Introduction
This is a companion guide to Working With wav2vec2 Part 1 - Finetuning XLS-R for Automatic Speech Recognition (the "Part 1 guide"). I wrote the Part 1 guide on how to finetune Meta AI's wav2vec2 XLS-R ("XLS-R") model on Chilean Spanish. It is assumed that you have completed that guide and have generated your own finetuned XLS-R model. This guide will explain the steps to run inference on your finetuned XLS-R model via a Kaggle Notebook.
Prerequisites and Before You Get Started
To complete the guide, you will need to have:
- A finetuned XLS-R model for the Spanish language.
- An existing Kaggle account.
- Intermediate knowledge of Python.
- Intermediate knowledge of working with Kaggle Notebooks.
- Intermediate knowledge of ML concepts.
- Basic knowledge of ASR concepts.
Building the Inference Notebook
Step 1 - Setting Up Your Kaggle Environment
Step 1.1 - Creating a New Kaggle Notebook
- Log in to Kaggle.
- Create a new Kaggle Notebook.
- The name of the notebook can be changed as desired.
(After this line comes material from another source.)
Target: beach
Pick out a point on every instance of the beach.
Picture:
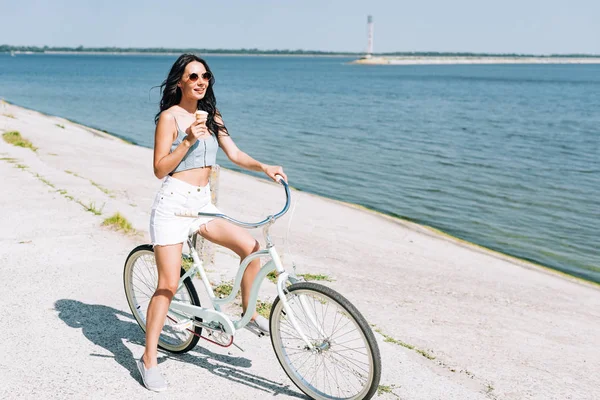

This guide uses the notebook name
spanish-asr-inference
.
Step 1.2 - Adding the Test Datasets
This guide uses the Peruvian Spanish Speech Data Set as its source for test data. Like the Chilean Spanish Speech Data Set, the Peruvian speakers dataset also consists of two sub-datasets: 2,918 recordings of male Peruvian speakers and 2,529 recordings of female Peruvian speakers.
This dataset has been uploaded to Kaggle as 2 distinct datasets:
Add both of these datasets to your Kaggle Notebook by clicking on Add Input.
Step 1.3 - Adding the Finetuned Model
You should have saved your finetuned model in Step 4 of the Working With wav2vec2 Part 1 - Finetuning XLS-R for Automatic Speech Recognition guide as a Kaggle Model.
Add your finetuned model to your Kaggle Notebook by clicking on Add Input.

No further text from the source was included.